Inter-Ministerial meetings to finalise Revised Estimate for Fiscal Year 2022-23 and the first print of Budget Estimate (BE) for Fiscal Year 2023-24 began on October 10 and will continue till November 11. “Finance Ministry officials have not given any hint about allocation cuts, and it seems RE for many Ministries/Departments could be close to or even higher than BE,” a senior government official told businessline.

However, departments and ministries such as Fertiliser and Food will see higher RE as government has already announced increasing the subsidy payout by ₹1.10-lakh crore and ₹44,762 crore. RE for FY23 will be presented along with BE for FY24 as part of new Budget which is likely to be announced on February 1.

Key contributor

The government has provided over ₹39-lakh crore under 102 Demands for Grants related with 55 Central Ministries and Departments in FY23. The Ministry sources said that even after no ‘significant cuts’, and higher allocation for some of Ministries and Departments, government could still manage some savings. “Key contribution will come from new accounting mechanism which is categorised into two – Treasury Single Account (TSA) and Central Nodal Agency (CNA)/Single Nodal Agency (SNA),” he said. These help in better cash management, he said.

TSA refers to a system where money is in Consolidated Fund of India (CFI) through an account maintained by Reserve Bank of India. The money to various institutions will go only when they are ready to spend and not automatically transferred to their account. Money under TSA, until specified rolling, will lapse on March 31.
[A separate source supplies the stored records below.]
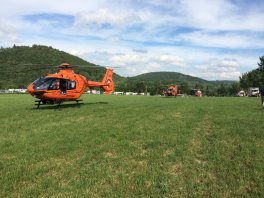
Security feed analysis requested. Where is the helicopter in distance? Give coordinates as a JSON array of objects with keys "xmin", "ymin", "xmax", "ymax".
[
  {"xmin": 163, "ymin": 84, "xmax": 178, "ymax": 97},
  {"xmin": 27, "ymin": 63, "xmax": 114, "ymax": 108}
]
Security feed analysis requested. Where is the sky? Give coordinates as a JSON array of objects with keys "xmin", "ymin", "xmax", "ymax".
[{"xmin": 0, "ymin": 0, "xmax": 264, "ymax": 80}]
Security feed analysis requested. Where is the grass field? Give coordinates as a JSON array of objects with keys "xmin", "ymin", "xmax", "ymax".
[{"xmin": 0, "ymin": 94, "xmax": 264, "ymax": 197}]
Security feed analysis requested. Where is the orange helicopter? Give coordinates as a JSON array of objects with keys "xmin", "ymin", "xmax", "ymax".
[
  {"xmin": 27, "ymin": 63, "xmax": 114, "ymax": 108},
  {"xmin": 163, "ymin": 84, "xmax": 178, "ymax": 97}
]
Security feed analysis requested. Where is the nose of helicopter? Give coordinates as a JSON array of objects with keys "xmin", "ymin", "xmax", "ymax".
[{"xmin": 27, "ymin": 83, "xmax": 34, "ymax": 96}]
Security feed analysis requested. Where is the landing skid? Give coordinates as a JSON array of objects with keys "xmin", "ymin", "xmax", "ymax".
[{"xmin": 35, "ymin": 100, "xmax": 83, "ymax": 109}]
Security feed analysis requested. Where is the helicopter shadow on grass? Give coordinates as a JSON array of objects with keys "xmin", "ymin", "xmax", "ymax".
[{"xmin": 28, "ymin": 102, "xmax": 108, "ymax": 110}]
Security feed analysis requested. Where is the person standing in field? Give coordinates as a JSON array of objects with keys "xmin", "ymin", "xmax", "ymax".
[{"xmin": 259, "ymin": 87, "xmax": 264, "ymax": 107}]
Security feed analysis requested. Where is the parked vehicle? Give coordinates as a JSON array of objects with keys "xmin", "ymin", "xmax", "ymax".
[{"xmin": 248, "ymin": 87, "xmax": 259, "ymax": 97}]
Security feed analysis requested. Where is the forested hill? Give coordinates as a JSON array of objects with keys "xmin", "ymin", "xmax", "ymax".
[
  {"xmin": 133, "ymin": 72, "xmax": 208, "ymax": 83},
  {"xmin": 0, "ymin": 45, "xmax": 122, "ymax": 89}
]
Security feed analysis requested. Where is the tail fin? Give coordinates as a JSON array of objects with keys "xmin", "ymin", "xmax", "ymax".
[
  {"xmin": 102, "ymin": 69, "xmax": 115, "ymax": 94},
  {"xmin": 87, "ymin": 69, "xmax": 115, "ymax": 94}
]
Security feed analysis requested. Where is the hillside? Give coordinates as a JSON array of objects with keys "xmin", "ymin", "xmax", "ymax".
[
  {"xmin": 0, "ymin": 45, "xmax": 122, "ymax": 89},
  {"xmin": 132, "ymin": 72, "xmax": 208, "ymax": 83}
]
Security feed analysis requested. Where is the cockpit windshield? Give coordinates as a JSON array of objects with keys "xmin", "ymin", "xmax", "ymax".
[{"xmin": 34, "ymin": 78, "xmax": 57, "ymax": 90}]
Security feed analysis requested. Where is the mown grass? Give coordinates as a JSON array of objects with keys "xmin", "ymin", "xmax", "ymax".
[{"xmin": 0, "ymin": 95, "xmax": 264, "ymax": 197}]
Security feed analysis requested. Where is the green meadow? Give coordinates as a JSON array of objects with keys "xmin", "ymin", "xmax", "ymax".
[{"xmin": 0, "ymin": 94, "xmax": 264, "ymax": 197}]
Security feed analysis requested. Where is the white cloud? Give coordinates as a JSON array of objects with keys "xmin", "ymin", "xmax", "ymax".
[
  {"xmin": 75, "ymin": 9, "xmax": 140, "ymax": 26},
  {"xmin": 159, "ymin": 54, "xmax": 187, "ymax": 67},
  {"xmin": 0, "ymin": 20, "xmax": 17, "ymax": 44},
  {"xmin": 196, "ymin": 59, "xmax": 241, "ymax": 80}
]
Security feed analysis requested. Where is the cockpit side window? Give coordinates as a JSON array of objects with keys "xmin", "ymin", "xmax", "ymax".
[
  {"xmin": 67, "ymin": 80, "xmax": 76, "ymax": 90},
  {"xmin": 34, "ymin": 78, "xmax": 56, "ymax": 90}
]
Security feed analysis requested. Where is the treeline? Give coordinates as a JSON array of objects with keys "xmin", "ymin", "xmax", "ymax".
[{"xmin": 240, "ymin": 56, "xmax": 264, "ymax": 90}]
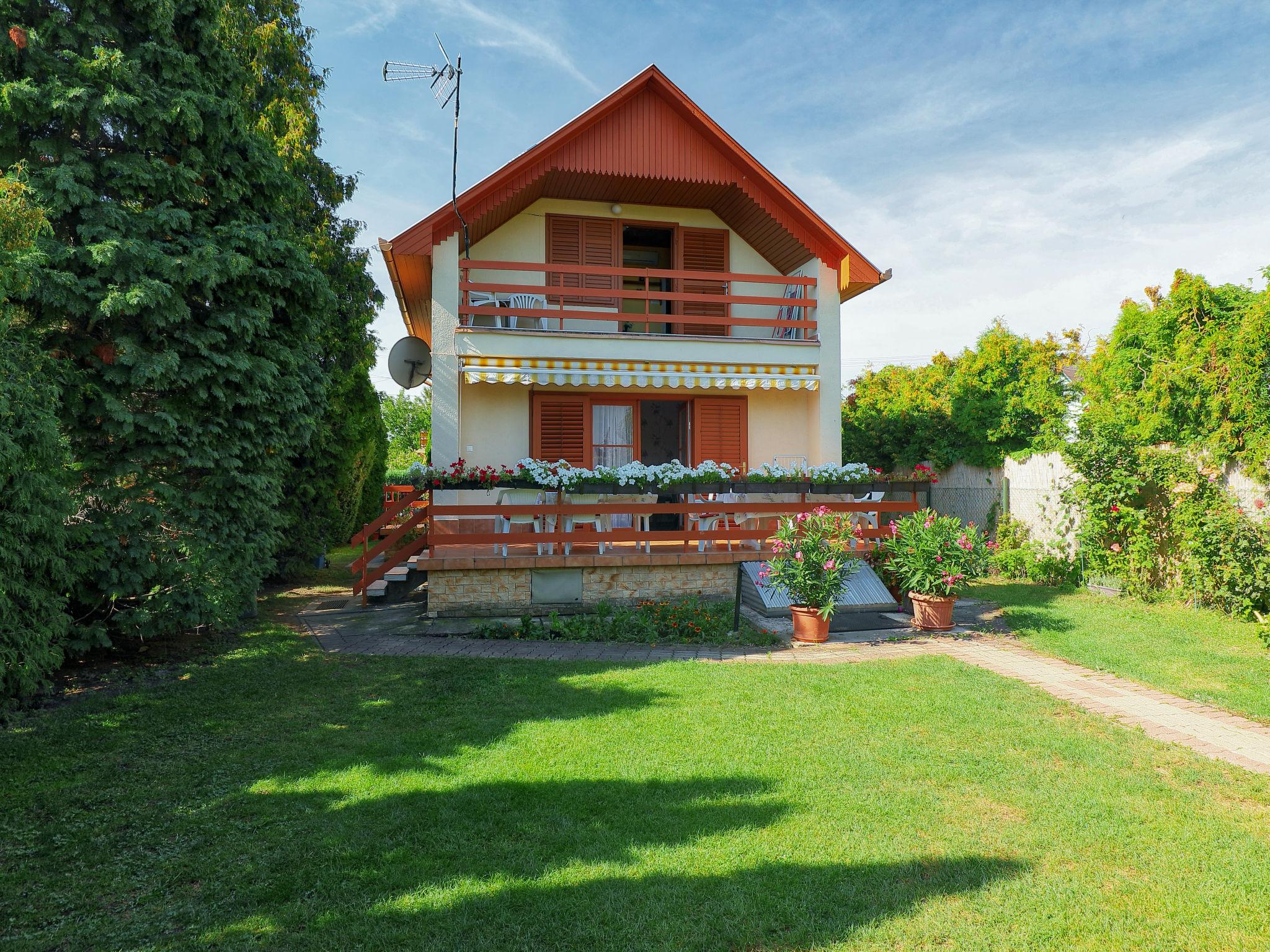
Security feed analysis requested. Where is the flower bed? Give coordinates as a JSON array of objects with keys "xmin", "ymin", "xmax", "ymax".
[
  {"xmin": 466, "ymin": 598, "xmax": 781, "ymax": 645},
  {"xmin": 406, "ymin": 459, "xmax": 937, "ymax": 493}
]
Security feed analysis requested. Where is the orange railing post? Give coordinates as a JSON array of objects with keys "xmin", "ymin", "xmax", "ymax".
[{"xmin": 362, "ymin": 526, "xmax": 371, "ymax": 608}]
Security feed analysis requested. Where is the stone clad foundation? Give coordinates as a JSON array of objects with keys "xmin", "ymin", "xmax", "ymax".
[{"xmin": 428, "ymin": 562, "xmax": 737, "ymax": 618}]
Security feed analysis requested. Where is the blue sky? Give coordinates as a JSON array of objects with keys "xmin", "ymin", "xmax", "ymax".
[{"xmin": 305, "ymin": 0, "xmax": 1270, "ymax": 390}]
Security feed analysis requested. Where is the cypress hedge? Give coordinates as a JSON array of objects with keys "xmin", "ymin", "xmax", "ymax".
[{"xmin": 0, "ymin": 0, "xmax": 380, "ymax": 643}]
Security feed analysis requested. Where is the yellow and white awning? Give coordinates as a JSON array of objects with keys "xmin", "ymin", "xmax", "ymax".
[{"xmin": 461, "ymin": 356, "xmax": 820, "ymax": 390}]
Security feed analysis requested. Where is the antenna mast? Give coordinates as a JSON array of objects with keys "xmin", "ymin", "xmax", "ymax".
[{"xmin": 383, "ymin": 33, "xmax": 471, "ymax": 258}]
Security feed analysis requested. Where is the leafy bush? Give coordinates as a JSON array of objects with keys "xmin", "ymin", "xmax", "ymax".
[
  {"xmin": 0, "ymin": 0, "xmax": 377, "ymax": 641},
  {"xmin": 758, "ymin": 506, "xmax": 859, "ymax": 618},
  {"xmin": 380, "ymin": 390, "xmax": 432, "ymax": 470},
  {"xmin": 1083, "ymin": 268, "xmax": 1270, "ymax": 472},
  {"xmin": 1067, "ymin": 420, "xmax": 1270, "ymax": 618},
  {"xmin": 842, "ymin": 321, "xmax": 1080, "ymax": 470},
  {"xmin": 880, "ymin": 509, "xmax": 996, "ymax": 596},
  {"xmin": 0, "ymin": 178, "xmax": 75, "ymax": 711},
  {"xmin": 468, "ymin": 598, "xmax": 783, "ymax": 645},
  {"xmin": 989, "ymin": 515, "xmax": 1081, "ymax": 585}
]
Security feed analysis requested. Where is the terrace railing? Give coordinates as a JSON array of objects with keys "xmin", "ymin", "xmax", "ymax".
[
  {"xmin": 458, "ymin": 259, "xmax": 817, "ymax": 340},
  {"xmin": 428, "ymin": 493, "xmax": 920, "ymax": 555}
]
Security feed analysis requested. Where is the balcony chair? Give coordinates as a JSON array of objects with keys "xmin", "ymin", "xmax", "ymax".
[
  {"xmin": 468, "ymin": 291, "xmax": 503, "ymax": 327},
  {"xmin": 605, "ymin": 493, "xmax": 657, "ymax": 552},
  {"xmin": 494, "ymin": 488, "xmax": 545, "ymax": 556},
  {"xmin": 564, "ymin": 494, "xmax": 608, "ymax": 555},
  {"xmin": 510, "ymin": 294, "xmax": 548, "ymax": 330}
]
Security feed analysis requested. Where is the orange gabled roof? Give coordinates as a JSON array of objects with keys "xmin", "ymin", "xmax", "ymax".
[{"xmin": 391, "ymin": 66, "xmax": 884, "ymax": 327}]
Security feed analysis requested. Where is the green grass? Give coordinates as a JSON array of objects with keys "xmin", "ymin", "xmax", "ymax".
[
  {"xmin": 972, "ymin": 579, "xmax": 1270, "ymax": 722},
  {"xmin": 0, "ymin": 622, "xmax": 1270, "ymax": 952}
]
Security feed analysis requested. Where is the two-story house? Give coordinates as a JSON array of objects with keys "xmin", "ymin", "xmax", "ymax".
[
  {"xmin": 380, "ymin": 66, "xmax": 889, "ymax": 470},
  {"xmin": 363, "ymin": 66, "xmax": 899, "ymax": 614}
]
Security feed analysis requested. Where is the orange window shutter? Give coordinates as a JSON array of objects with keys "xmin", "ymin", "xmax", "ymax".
[
  {"xmin": 530, "ymin": 394, "xmax": 590, "ymax": 467},
  {"xmin": 678, "ymin": 229, "xmax": 729, "ymax": 337},
  {"xmin": 548, "ymin": 214, "xmax": 618, "ymax": 307},
  {"xmin": 692, "ymin": 397, "xmax": 749, "ymax": 472}
]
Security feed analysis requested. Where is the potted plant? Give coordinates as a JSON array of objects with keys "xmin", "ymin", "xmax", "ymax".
[
  {"xmin": 880, "ymin": 509, "xmax": 993, "ymax": 631},
  {"xmin": 758, "ymin": 506, "xmax": 859, "ymax": 642}
]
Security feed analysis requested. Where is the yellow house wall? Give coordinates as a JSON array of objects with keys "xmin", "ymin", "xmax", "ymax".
[
  {"xmin": 432, "ymin": 200, "xmax": 842, "ymax": 466},
  {"xmin": 460, "ymin": 383, "xmax": 823, "ymax": 466}
]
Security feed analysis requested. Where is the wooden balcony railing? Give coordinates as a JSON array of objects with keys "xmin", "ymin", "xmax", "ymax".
[
  {"xmin": 458, "ymin": 259, "xmax": 817, "ymax": 340},
  {"xmin": 428, "ymin": 493, "xmax": 920, "ymax": 556}
]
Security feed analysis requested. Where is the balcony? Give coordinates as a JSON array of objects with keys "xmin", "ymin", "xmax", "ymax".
[{"xmin": 458, "ymin": 259, "xmax": 818, "ymax": 343}]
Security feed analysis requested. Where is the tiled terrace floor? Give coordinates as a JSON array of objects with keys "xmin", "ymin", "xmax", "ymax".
[{"xmin": 301, "ymin": 606, "xmax": 1270, "ymax": 773}]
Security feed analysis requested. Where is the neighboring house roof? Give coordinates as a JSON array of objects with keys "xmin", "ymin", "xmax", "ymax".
[{"xmin": 380, "ymin": 60, "xmax": 889, "ymax": 334}]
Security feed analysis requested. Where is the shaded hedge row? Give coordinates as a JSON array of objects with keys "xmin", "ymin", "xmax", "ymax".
[{"xmin": 0, "ymin": 0, "xmax": 383, "ymax": 694}]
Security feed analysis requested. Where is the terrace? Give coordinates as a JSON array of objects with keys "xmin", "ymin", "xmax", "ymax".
[{"xmin": 458, "ymin": 259, "xmax": 818, "ymax": 342}]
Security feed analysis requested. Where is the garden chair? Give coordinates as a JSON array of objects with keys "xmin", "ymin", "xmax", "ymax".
[
  {"xmin": 494, "ymin": 488, "xmax": 545, "ymax": 556},
  {"xmin": 562, "ymin": 493, "xmax": 608, "ymax": 555},
  {"xmin": 605, "ymin": 493, "xmax": 657, "ymax": 552},
  {"xmin": 851, "ymin": 490, "xmax": 887, "ymax": 549},
  {"xmin": 688, "ymin": 493, "xmax": 737, "ymax": 552},
  {"xmin": 509, "ymin": 294, "xmax": 548, "ymax": 330}
]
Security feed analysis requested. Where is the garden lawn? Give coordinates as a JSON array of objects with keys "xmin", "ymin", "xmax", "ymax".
[
  {"xmin": 970, "ymin": 579, "xmax": 1270, "ymax": 723},
  {"xmin": 0, "ymin": 622, "xmax": 1270, "ymax": 952}
]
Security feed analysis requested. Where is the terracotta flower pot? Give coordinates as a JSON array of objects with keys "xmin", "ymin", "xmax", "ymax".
[
  {"xmin": 908, "ymin": 591, "xmax": 956, "ymax": 631},
  {"xmin": 790, "ymin": 606, "xmax": 829, "ymax": 645}
]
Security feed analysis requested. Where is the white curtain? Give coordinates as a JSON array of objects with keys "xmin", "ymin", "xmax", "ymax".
[
  {"xmin": 590, "ymin": 403, "xmax": 635, "ymax": 466},
  {"xmin": 590, "ymin": 403, "xmax": 635, "ymax": 529}
]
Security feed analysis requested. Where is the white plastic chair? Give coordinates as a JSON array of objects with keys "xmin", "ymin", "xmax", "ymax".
[
  {"xmin": 564, "ymin": 494, "xmax": 608, "ymax": 555},
  {"xmin": 688, "ymin": 493, "xmax": 737, "ymax": 552},
  {"xmin": 494, "ymin": 488, "xmax": 544, "ymax": 556},
  {"xmin": 725, "ymin": 493, "xmax": 775, "ymax": 552},
  {"xmin": 605, "ymin": 493, "xmax": 657, "ymax": 552},
  {"xmin": 510, "ymin": 294, "xmax": 548, "ymax": 330},
  {"xmin": 468, "ymin": 291, "xmax": 503, "ymax": 327},
  {"xmin": 851, "ymin": 490, "xmax": 887, "ymax": 549}
]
CNA is for Central Sector Schemes (which are 100 per cent funded by government) and SNA is for Centrally Sponsored Scheme (which are funded jointly by Centre and States with major share by Centre). Under both the mechanisms, an account is opened with a commercial bank and money is be put from CFI. Now, money will go to recipients only when expenditure takes place and only after meeting certain stipulations. Also, interest earned on funds in these accounts will be collected by the Centre itself, as opposed to the concerned agencies remitting to the Centre.

What govt gets

The official explained that all this will help in reducing float of funds and so overall interest cost will come down. According to budget document for FY23, the government gets around 35 paise out of its receipt of ₹1 from ‘Borrowing and other Liabilities’ while spends 20 paise out of ₹1 spent on interest. Just in time release of fund will help the Centre borrow less and this will save interest, the official said.

Expectation is that overall savings in FY23 could be in the range of ₹80,000 crore.